POTSDAM — The Town Council on Thursday finalized its 2014 budget and set a deal that may lead to the town’s eventual takeover of the Potsdam recreation program.

The budget remained unchanged from the tentative version approved last month. Taxes have dropped in every category, with the town counting on sales tax revenue to make up the difference.

The total spending plan, passed unanimously, adds up to just under $3.5 million.

Board members later discussed a memorandum of understanding with the village, a document that outlines each municipality’s responsibilities in the event that the town takes over the recreation program.

The village Board of Trustees already accepted the agreement on Monday, and the town board unanimously followed suit, approving the measure as long as it remains unchanged from the version they originally drafted.

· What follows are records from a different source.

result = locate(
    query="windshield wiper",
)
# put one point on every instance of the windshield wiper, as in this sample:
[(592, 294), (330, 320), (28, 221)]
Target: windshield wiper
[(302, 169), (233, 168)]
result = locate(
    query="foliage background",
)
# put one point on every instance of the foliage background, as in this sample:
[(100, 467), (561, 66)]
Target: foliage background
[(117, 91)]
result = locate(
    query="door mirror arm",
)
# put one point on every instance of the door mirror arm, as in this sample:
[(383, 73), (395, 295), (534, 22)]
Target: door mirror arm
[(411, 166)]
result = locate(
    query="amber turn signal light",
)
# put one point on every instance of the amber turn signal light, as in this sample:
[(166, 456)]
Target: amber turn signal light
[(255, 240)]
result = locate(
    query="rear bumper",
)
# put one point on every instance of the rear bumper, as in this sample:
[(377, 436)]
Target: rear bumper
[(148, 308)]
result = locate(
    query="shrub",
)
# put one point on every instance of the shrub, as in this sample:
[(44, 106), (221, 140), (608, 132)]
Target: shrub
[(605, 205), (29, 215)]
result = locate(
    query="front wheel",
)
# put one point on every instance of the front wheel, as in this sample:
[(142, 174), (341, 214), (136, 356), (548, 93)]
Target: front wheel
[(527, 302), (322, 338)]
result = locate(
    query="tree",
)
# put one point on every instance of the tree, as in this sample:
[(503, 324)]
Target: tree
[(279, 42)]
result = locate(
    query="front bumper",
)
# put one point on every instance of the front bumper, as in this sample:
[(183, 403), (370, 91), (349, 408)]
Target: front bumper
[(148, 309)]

The cost for the recreation program has long been split between the two municipalities. The village board voted in June to drop support for the program, leaving the responsibility to the town, which expects to take it over at the start of 2015. This would result in the creation of a special taxing district that includes all town properties outside the village of Norwood, and a tax hike for those living within it.

“Our hope is that in the next few weeks we will find out how much it’s going to be per $1,000,” said town Supervisor Marie C. Regan.

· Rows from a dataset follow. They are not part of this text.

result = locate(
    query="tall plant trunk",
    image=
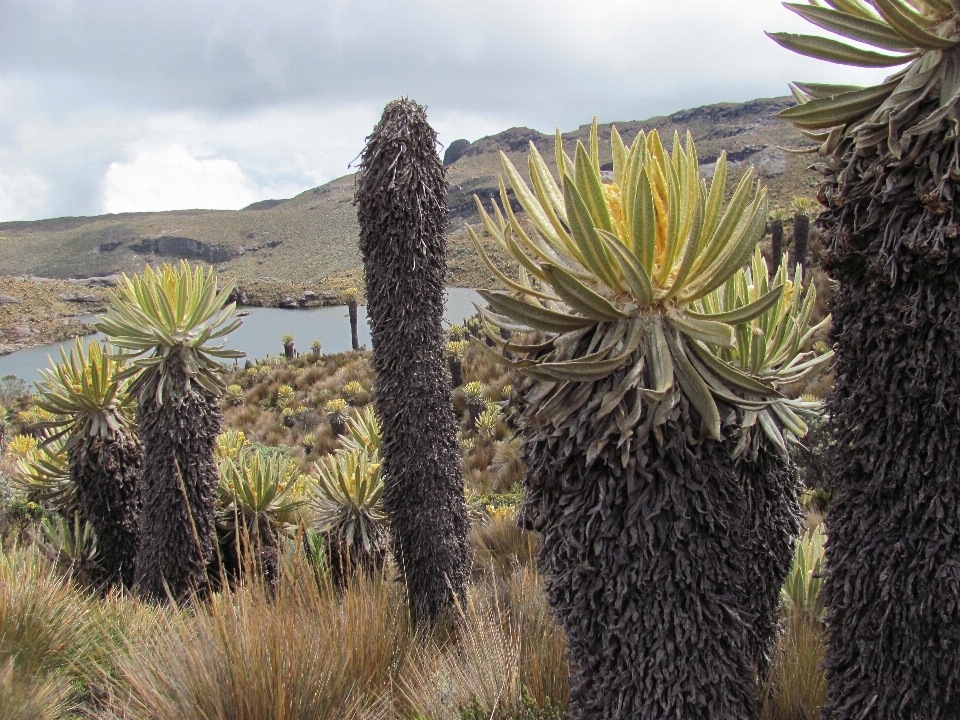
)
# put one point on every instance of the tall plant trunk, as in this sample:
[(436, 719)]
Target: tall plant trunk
[(768, 531), (354, 322), (401, 206), (179, 486), (107, 476), (644, 565), (801, 235), (776, 244), (893, 549)]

She said early estimates indicate a property tax increase of about $.80 per $1,000 of assessed property value.

The memorandum states that the village will pay the benefits of the recreation employees who already have retired, and the municipalities will split the cost of benefits for current Recreation Director Timothy W. Carey.

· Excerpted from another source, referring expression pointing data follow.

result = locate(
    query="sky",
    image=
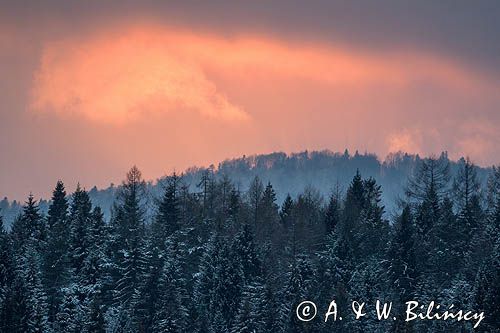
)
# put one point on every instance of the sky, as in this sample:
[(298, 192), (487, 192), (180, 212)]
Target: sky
[(90, 88)]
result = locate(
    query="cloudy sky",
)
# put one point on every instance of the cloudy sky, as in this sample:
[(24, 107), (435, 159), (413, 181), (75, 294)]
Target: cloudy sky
[(89, 88)]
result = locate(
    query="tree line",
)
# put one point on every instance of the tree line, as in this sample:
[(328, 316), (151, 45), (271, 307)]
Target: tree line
[(218, 259)]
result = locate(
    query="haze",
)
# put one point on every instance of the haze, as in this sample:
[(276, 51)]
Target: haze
[(88, 90)]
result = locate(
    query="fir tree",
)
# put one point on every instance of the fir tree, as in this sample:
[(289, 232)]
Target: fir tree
[(56, 256)]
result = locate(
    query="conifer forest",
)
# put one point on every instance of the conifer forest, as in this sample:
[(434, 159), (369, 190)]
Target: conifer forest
[(214, 257)]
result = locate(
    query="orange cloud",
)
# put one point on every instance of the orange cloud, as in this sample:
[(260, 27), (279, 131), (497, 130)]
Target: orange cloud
[(115, 76)]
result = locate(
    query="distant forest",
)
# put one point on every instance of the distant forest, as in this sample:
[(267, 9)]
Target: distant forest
[(290, 174), (235, 249)]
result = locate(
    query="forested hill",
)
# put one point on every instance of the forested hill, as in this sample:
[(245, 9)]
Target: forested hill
[(212, 258), (323, 172)]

The village will turn over all land and equipment associated with the program to the town for $1, while the town will be responsible for paying off the remainder of a $675,000 bond that was issued in 2010 for repairs to the arena.

Before the takeover takes effect, town residents will have the chance to petition against it. If a petition gathers 140 signatures, the issue will go up for a vote in a town-wide referendum.

In other business, the town board plans to bring a bit of history back to downtown with the installation of a clock on the court at 35 Market St. A clock once hung from the front of the building decades ago, when the site served as the town hall.

The town will pay about $8,000 to hang a clock there once again, now that extensive renovations to the building are complete.

“That would be the last thing to make it as historically accurate as possible, and I think it would make it look a little nicer,” Ms. Regan said.

The board also passed a resolution condemning the Supreme Court’s 2010 Citizens United decision, which removed many restrictions on campaign spending. The board’s decision came at the behest of several Potsdam residents.